Geometry /Trigonometry - Can someone help me solve for angle "a" ? I'm struggling.

Let x be the remaining part of the base next to the 400. Then we have sin(a) = 25/x and tan(a) = 100/(400 + x) which can be solved by a system of equations.
This image is a simplified version of a problem I ran into. Basically I've been struggling to find a general formula for angle "a" based on a fixed value for D and variable (but known) values for L & P.

In my thoughts is should be possible, however I cannot seem to find the formula for angle "a" based on L & P (with a fixed distance D). If anyone could point me in the right direction that would be greatly appreciated!
Let x be the length of the horizontal segment on the left, so that the whole horizontal line has length L + x.

Then x is the hypotenuse of the the small right triangle in the bottom left with one leg equal to D, and the whole base L + x is one leg of a large right triangle whose other leg is p.

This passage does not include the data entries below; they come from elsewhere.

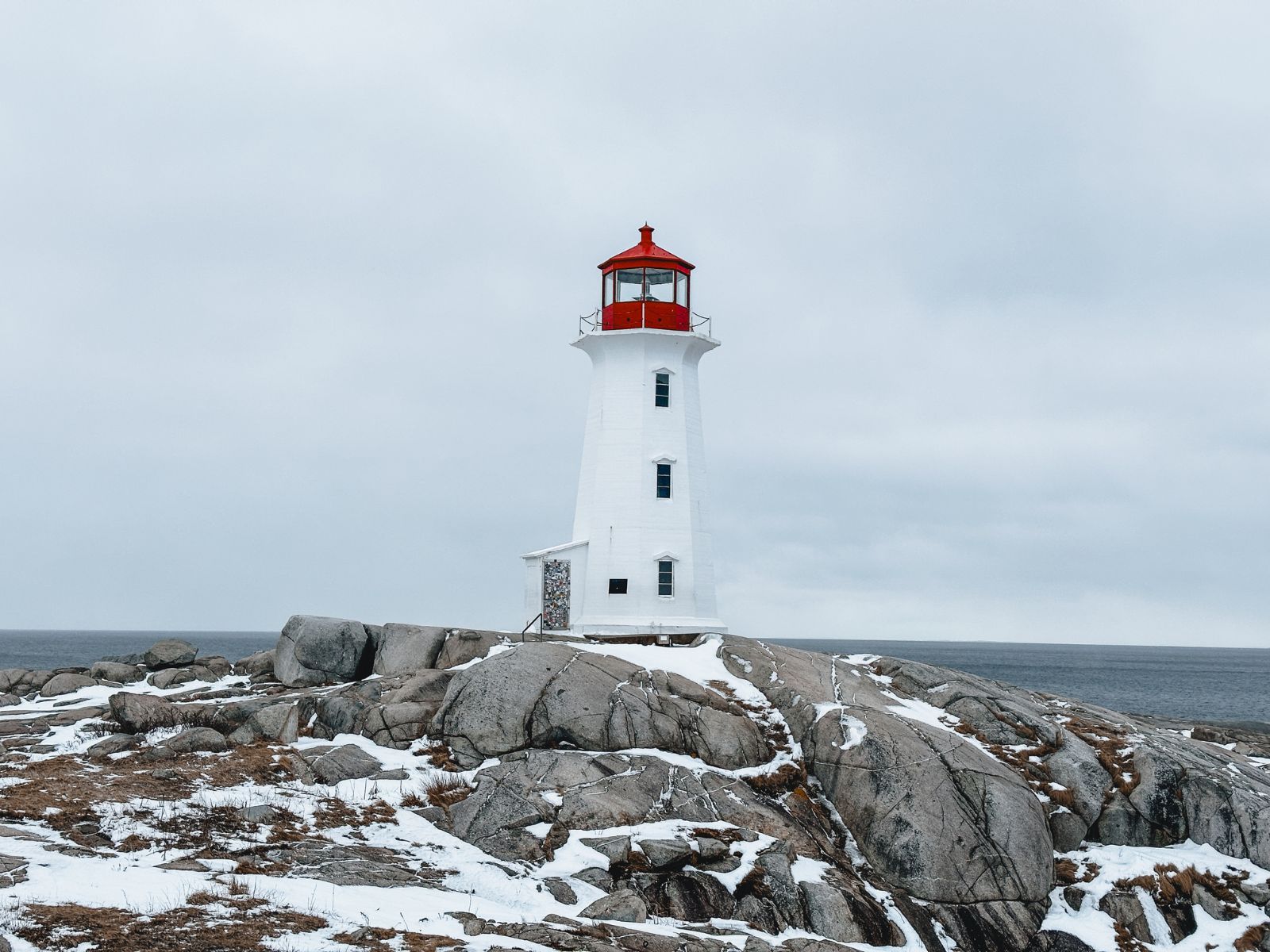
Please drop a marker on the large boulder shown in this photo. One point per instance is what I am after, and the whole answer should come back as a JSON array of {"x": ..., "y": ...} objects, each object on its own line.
[
  {"x": 398, "y": 725},
  {"x": 347, "y": 762},
  {"x": 544, "y": 695},
  {"x": 116, "y": 672},
  {"x": 65, "y": 685},
  {"x": 169, "y": 653},
  {"x": 257, "y": 664},
  {"x": 277, "y": 723},
  {"x": 622, "y": 905},
  {"x": 935, "y": 814},
  {"x": 139, "y": 714},
  {"x": 464, "y": 645},
  {"x": 578, "y": 791},
  {"x": 197, "y": 739},
  {"x": 406, "y": 649},
  {"x": 313, "y": 651}
]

These two triangles are similar, so the hypotenuse of the larger right triangle is px/D. By Pythagoras, we get

p\^2 + (L + x)\^2 = (px/D)\^2.

Now s = sec a = x/D, so we can rewrite the equation in terms of s:

p\^2 + (L + Ds)\^2 = (ps)\^2, or

(p\^2 - D\^2)s\^2 - 2LDs - (L\^2 + p\^2) = 0

In your picture p > D. In this case, this quadratic equation has only one positive solution s. Then a = arcsin(1/s).
If you just need a very good approximation, I took the pixels to find the tan\^-1(290/1650) to get an angle of 9.96 degrees, so it's probably very close to 10 degrees.